Giter VIP home page Giter VIP logo

whisper_react's Introduction

Usage

User Interface

Please note that you can choose to use either the whisper python module which does not need OpenAI API Key or whisper API which needs a working OpenAI API Key to run this application.

Run the app and click the Start button.

Recording will only start if voice or sound is detected. You can control the detection sensitivity by adjusting the minDecibels value. Lower value means more soft sounds are detected. Note that the values are in negatives.

If sound is not detected for 3 seconds, recording will stop and the audio data is sent to the backend for transcribing. In normal speech, it is said that the people tend to pause, on average, around 2 seconds between sentences. You can also control the maximum time to wait for pause by adjusting the maxPause value.

Settings

If the audio data does not contain any text data, it will be disregarded.

The transcription data will be saved in the localStorage for easy retrieval. You can verify the accuracy of the transcription/translation by playing the saved audio data associated with the transcription/translation.

Demo

It is possible to delete the transcription item. Hover on a transcription to show the delete button and press the icon to show a dialog box to confirm.

  • If you set minDecibels to very low values (-60dB to -70dB), recording can be triggered by faint noises and the resulting audio data may not be discernible to the API and it can throw 400 Bad Request.

App settings

  • MaxPause: 2500ms
  • MinDecibels: -60dB
  • Transcriptions
  • Language: English
  • Temperature: 0

MaxPause setting will cause the transcription to be divided into 3 files.

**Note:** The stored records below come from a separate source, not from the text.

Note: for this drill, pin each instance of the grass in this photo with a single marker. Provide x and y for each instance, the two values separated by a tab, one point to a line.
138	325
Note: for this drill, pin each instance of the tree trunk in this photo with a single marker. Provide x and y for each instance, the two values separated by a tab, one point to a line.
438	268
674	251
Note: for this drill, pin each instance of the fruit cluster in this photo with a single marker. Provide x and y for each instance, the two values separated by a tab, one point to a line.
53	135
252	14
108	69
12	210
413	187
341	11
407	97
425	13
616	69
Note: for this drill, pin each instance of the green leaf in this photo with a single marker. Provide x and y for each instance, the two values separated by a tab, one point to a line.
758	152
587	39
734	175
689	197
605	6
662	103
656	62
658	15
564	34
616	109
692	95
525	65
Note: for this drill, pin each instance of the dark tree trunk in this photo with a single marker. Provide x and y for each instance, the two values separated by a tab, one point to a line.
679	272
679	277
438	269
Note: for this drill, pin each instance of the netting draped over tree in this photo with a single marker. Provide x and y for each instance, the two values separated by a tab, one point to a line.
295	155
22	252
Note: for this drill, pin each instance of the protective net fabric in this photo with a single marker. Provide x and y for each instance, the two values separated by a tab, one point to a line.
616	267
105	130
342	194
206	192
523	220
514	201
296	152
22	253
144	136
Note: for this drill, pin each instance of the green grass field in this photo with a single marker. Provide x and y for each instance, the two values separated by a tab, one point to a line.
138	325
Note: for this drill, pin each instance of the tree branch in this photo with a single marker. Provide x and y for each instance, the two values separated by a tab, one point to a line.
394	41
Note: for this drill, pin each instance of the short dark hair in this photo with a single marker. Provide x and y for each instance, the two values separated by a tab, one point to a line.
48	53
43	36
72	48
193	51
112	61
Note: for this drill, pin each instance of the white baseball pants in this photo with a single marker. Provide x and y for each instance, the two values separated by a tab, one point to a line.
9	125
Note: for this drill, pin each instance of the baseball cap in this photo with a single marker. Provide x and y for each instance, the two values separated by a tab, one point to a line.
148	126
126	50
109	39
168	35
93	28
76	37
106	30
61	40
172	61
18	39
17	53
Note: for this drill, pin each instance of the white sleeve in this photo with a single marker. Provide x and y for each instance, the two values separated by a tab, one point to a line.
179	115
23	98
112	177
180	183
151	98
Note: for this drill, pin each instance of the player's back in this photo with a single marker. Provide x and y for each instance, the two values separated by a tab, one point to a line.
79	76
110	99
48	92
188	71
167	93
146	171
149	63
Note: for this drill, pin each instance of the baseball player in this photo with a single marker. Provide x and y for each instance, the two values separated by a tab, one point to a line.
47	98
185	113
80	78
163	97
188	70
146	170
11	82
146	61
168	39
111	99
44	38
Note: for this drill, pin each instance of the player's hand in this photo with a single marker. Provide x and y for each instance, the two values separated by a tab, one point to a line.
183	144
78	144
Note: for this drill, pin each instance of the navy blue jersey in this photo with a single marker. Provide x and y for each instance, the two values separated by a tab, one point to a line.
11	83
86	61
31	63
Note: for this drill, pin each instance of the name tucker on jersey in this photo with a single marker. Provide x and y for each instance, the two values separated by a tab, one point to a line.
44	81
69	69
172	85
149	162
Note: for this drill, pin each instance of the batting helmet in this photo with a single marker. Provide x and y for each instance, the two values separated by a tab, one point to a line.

Audio data is saved as webm.

Result

1st part

  • File size: 693KB
  • Duration: 01:03
  • Process time: 4s

2nd part

  • File size: 808KB
  • Duration: 01:00
  • Process time: 4s

3rd part

  • File size: 462KB
  • Duration: 00:29
  • Process time: 2s

Process time is the time from sending the audio data to the back end and finally getting result from whisper API.

Speech To Text

I just replaced the API call using OpenAI Node.js library from previously using axios to simplify everything.

export async function whisper({
    mode = 'transcriptions',
    file,
    model = 'whisper-1',
    prompt = '',
    response_format = 'json',
    temperature = 0,
    language = 'en',
}) {

    const options = {
        file,
        model,
        prompt,
        response_format,
        temperature,
        language,
    }

    try {

        const response = mode === 'translations' ? await openai.audio.translations.create(options) : await openai.audio.transcriptions.create(options)
        
        return response

    } catch(error) {
        
        console.log(error.name, error.message)

        throw error
        
    }

}

I will be using this in the POST handler for the route, as shown below.

try {

  const result = await whisper({
    file: fs.createReadStream(filepath),
    response_format: 'vtt',
    temperature: options.temperature, // e.g. 0, 0.7
    language: options.language, // e.g. en, ja
  })

  return new Response(JSON.stringify({ 
      data: result?.data,
  }), {
      status: 200,
  })
  
} catch(error) {

  console.log(error)

}

For this project, I need the timestamp of the transcription so I am using response_format as vtt file. If you use text file, the output will not contain any timestamp.

Credit

Heavy inspiration from supershaneski's openai-whisper-api

Installing Whisper Python module

If you wish to use this app without OpenAI API key or without using whisper API endpoint, you need to install this.

First, you need to install Whisper and its Python dependencies

$ pip3 install git+https://github.com/openai/whisper.git

You also need ffmpeg installed on your system

$ brew install ffmpeg

By this time, you can test Whisper using command line

$ whisper myaudiofile.ogg --language English --task translate

You can find sample audio files for testing from here.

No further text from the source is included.